OK, now add the second poke to your pipe, light up and take a puff. Notice the bitter taste? In case you don’t catch my drift, let me explain. What we apparently should anticipate is the consolidation of insurance power into a relatively few hands, the vast majority of which are non-U.S. entities, coupled with an erosion of the ability of policy-issuing insurers to make their own coverage decisions. What that seems to me to guarantee is a situation in which the settlement of large claims becomes even more complicated and drawn out than it is now (heaven forbid!). Even worse, if you put on your really black hat, the ultimate interpretation of policy language drawn by U.S. drafters, issued by U.S. companies to U.S. Policyholders, will be vested in "star chamber" in some faraway land … cloaked in anonymity and insulated from U.S. securities and anti-trust laws.
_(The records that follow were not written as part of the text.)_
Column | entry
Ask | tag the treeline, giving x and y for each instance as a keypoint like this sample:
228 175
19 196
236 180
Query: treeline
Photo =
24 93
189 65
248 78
Regular readers will realize I usually close with a remedy for the ills I discuss. Not this time, however. I have no idea what you or I or anyone else can do about this. All I can suggest is that we hope for the best and keep faith in the American judicial system, because that’s where the problem, if it does develop, will ultimately be settled. When I was in the insurance agency business twenty-five years ago, our motto was "Insure Today – Be Sure Tomorrow." I’m not sure it works like that anymore, all the pity.
1Business Insurance, August 5, 1996, p. 39.
2BestWeek, August 19, 1996, Release 34.